Em preparação para sua próxima Viagem Apostólica à Turquia, o Papa Leão XIII publica a Carta Apostólica “In unitate fidei” por ocasião do 1700º aniversário do Concílio de Niceia.
Foto: Vatican News
Redação (23/11/2025 14:11, Gaudium Press) Em 2025, a Igreja Católica celebra o 1700.º aniversário do Primeiro Concílio Ecumênico de Niceia, realizado no ano de 325 d.C. por convocação do imperador Constantino I, na cidade de Niceia (atual İznik, Turquia).
Nesse contexto, o Papa Leão XIV realizará uma viagem apostólica à Turquia, com visitas previstas a Ancara, Istambul e İznik (antiga Niceia), por ocasião das comemorações jubilares do referido concílio.

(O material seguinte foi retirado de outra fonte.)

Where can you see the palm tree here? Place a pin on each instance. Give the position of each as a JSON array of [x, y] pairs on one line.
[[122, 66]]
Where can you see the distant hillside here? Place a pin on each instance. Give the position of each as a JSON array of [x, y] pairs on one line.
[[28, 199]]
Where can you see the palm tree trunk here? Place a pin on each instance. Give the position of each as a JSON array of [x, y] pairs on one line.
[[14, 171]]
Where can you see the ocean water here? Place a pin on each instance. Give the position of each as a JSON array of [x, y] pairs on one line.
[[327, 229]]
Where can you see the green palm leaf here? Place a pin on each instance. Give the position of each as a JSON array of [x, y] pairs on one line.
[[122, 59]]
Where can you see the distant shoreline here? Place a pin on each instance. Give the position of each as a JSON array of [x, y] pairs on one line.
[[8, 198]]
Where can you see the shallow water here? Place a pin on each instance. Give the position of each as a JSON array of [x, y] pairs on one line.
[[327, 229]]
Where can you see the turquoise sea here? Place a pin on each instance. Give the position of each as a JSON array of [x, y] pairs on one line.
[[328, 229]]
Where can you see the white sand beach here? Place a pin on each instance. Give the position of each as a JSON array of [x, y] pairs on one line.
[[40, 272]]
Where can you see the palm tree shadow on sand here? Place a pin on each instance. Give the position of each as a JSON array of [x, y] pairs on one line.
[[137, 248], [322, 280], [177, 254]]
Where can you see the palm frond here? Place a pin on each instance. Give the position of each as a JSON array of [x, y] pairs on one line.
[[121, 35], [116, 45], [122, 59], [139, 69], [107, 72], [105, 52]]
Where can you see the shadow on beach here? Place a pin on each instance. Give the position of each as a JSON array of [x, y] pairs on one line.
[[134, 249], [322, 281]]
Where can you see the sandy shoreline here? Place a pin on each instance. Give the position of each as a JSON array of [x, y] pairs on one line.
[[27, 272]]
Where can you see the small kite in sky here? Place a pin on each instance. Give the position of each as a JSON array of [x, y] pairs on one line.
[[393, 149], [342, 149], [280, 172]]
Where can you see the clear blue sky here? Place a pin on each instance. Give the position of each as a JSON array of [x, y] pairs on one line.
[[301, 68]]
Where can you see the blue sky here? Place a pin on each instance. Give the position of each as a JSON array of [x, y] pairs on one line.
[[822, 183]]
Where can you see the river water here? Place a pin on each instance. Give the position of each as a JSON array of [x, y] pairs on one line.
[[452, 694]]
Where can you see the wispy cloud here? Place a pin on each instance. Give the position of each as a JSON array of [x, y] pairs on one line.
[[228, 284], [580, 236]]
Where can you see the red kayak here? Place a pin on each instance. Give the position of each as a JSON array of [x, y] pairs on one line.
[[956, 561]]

O Concílio de Niceia, primeiro dos concílios ecumênicos reconhecidos pela Igreja, teve como objetivo principal resolver as controvérsias teológicas então existentes – especialmente a questão ariana – e estabelecer uma doutrina cristã unificada. Entre seus frutos mais significativos destacam-se a solene afirmação da divindade de Jesus Cristo, consubstancial ao Pai, e a promulgação do Credo Niceno.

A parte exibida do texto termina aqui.